In a lengthy article called ‘In defense of Blairism’ for the right-wing Spectator magazine, the controversial former PM defended his time in government against critics who argue Labour lost its way during the Blair years.

Blair’s attack on Corbyn is the first since the backbencher became leader of the party in September.

All wings of the Labour Party which support the notion of the Labour Party as a party aspiring to govern, rather than as a fringe protest movement, agree on the tragedy of the Labour Party’s current position,” he wrote.

All of it is about applying values with an open mind; not boasting of our values as a way of avoiding the hard thinking the changing world insists upon.”

Blair went on to write a lengthy defense of Blairism, the political ideology which evolved out of his tenure in power.

Significant elements of the party [during Labour’s time in power] saw the process of governing with all its compromises, pragmatism and embrace of changing times as implicit betrayal of our principles,” he said.

Many – especially in today’s Labour Party – felt we lost our way in government. I feel we found it.

But I accept in the process we failed to convince enough people that the true progressives are always the modernizers, not because they discard principle but because they have the courage to adhere to it when confronted with reality.

Blair listed the many achievements of his government, which included revitalizing the notion of community and “family ties,” introducing the first minimum wage, giving the Bank of England independence and promoting peace in Northern Ireland.

He described his government as having been “radical” with a “moral purpose.”
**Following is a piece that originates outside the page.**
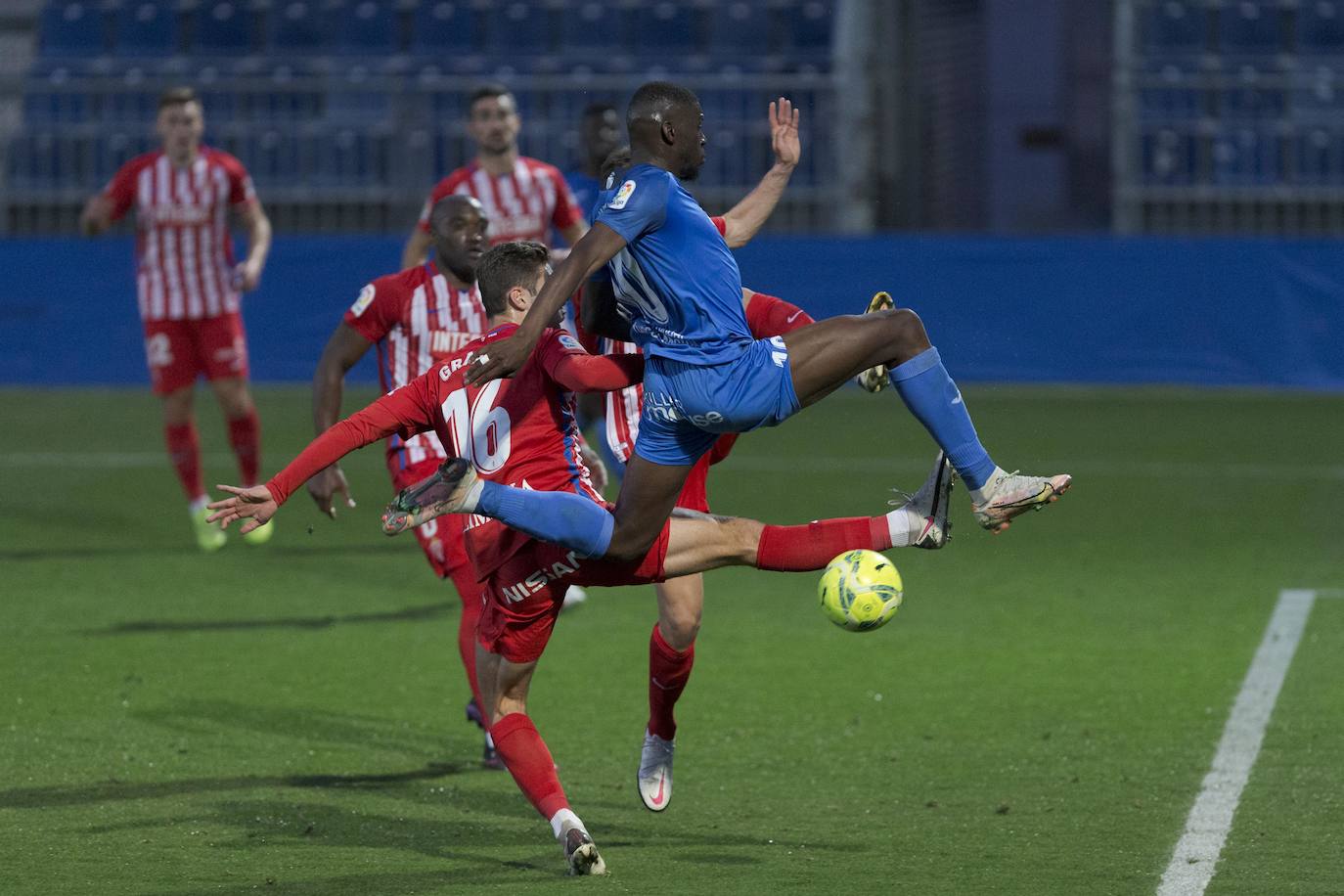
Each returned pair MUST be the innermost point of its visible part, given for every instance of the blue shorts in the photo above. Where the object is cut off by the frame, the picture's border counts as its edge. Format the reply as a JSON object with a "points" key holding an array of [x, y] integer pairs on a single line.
{"points": [[689, 406]]}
On two of the most controversial legacies of his government – the Iraq War and 2008 financial crisis – Blair is equally defensive.

We didn’t spot the financial crisis – along with the rest of the world. It was more an absence of understanding than an absence of a will to regulate which was the issue,” he wrote.
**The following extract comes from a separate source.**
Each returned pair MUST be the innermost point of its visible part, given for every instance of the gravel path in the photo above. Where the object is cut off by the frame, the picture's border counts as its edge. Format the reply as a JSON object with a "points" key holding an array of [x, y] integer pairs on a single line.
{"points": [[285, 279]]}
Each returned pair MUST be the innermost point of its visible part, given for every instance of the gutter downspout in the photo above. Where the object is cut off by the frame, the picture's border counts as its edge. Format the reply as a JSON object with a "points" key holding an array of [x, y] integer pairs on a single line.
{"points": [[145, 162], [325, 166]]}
Blair’s defense of Labour’s fiscal policy appears to contradict his former Chancellor Gordon Brown, who acknowledged in 2011 he made mistakes in his “light touch” regulation of the UK’s financial services sector in the run up to the financial crisis.

He told the Institute for New Economic Thinking in Bretton Woods that he had come under “relentless pressure” from the City of London not to over-regulate.

Blair also glosses over the defining moment of his premiership – Britain’s invasion of Iraq, hand in hand with the United States, in 2003.

Post 9/11 I became convinced that Islamist extremism was the security issue of our time,” he wrote.

People can agree or disagree with the decisions which I took and the emphasis I put on the partnership with the USA, but I took them not in defiance of progressive politics but in furtherance of them.

I believed then and believe now that this extremism is a modern form of fascism, albeit one based on religious doctrine and that we’re engaged in a global war against it.”